General Motors Co. says it will reenter the Class 4 and 5 truck market, but this time will bring along Navistar as a partner.
The two companies announced Tuesday they have reached a long-term agreement to develop and assemble future medium duty, conventional cab Class 4 and 5 commercial vehicles.
The move allows Navistar to strengthen its product lineup and GM to expand its Chevrolet commercial truck portfolio.
“Bringing medium-duty conventional cab trucks back into the portfolio strengthens Chevrolet’s commitment to providing commercial customers with more choices and one-stop shopping for a versatile lineup of trucks, vans and crossovers,” says Ed Peper, U.S. vice president of GM Fleet and Commercial Sales.

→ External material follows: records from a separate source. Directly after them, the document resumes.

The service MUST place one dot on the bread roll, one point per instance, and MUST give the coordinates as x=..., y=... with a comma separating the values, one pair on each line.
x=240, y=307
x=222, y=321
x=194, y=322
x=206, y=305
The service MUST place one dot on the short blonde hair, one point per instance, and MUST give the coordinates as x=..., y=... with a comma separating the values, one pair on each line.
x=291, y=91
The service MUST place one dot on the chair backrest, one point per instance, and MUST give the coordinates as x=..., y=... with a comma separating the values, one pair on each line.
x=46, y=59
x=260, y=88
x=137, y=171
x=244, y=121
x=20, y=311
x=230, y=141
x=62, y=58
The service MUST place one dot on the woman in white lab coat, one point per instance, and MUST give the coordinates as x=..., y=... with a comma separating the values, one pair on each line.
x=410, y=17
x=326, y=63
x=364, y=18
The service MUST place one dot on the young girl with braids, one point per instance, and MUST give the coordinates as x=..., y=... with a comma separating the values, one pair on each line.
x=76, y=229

The future products will be jointly developed using Navistar’s rolling chassis configurations and manufacturing capabilities, and GM’s commercial components and engines. GM spokesman Bob Wheeler declined to speculate on the engine or powertrian options that would be featured in the truck.
The vehicles are slated for production in 2018 and will be manufactured at Navistar’s facility in Springfield, Ohio. Navistar plans to add 300 jobs and invest more than $12 million in facility upgrades and state-of-the-art equipment to produce the new vehicles.
The trucks will be co-branded, with Navistar and Chevrolet dealers each getting a version with “some cosmetic differences” between the two, Wheeler says.
Bill Kozek, Navistar truck and parts president, says his company sees the coming truck as an upfitter-friendly replacement for the International TerraStar, trending more to the Class 5 segment.
“I could see it being a pickup bed, a stake bed, a box truck,” he says. “Primarily in the construction-type segment on the International side.”
Kozek speculated International models would likely trend more to the Class 5 segment while Chevrolet-branded models trended more toward Class 4 heavy pickups, but noted both companies are likely to have entries in each segment.
Specific terms of the agreement were not disclosed. Additional product information will be announced later.
Such an arrangement is not unfamiliar territory to Navistar. Last year Ford formally broke off its relationship of more than a decade with Navistar. Under the Blue Diamond venture, Navistar built medium-duty trucks that were sold at Ford’s commercial-truck dealerships. Navistar (along with Cummins and Allison) was left behind when Ford elected to integrate its powertrain and bring manufacturing in-house beginning with the 2016 model year.
This is also not unchargeted water for Chevrolet. In June, the company announced would partner with Isuzu to distribute Chevy-badged low cab forward trucks built by Isuzu.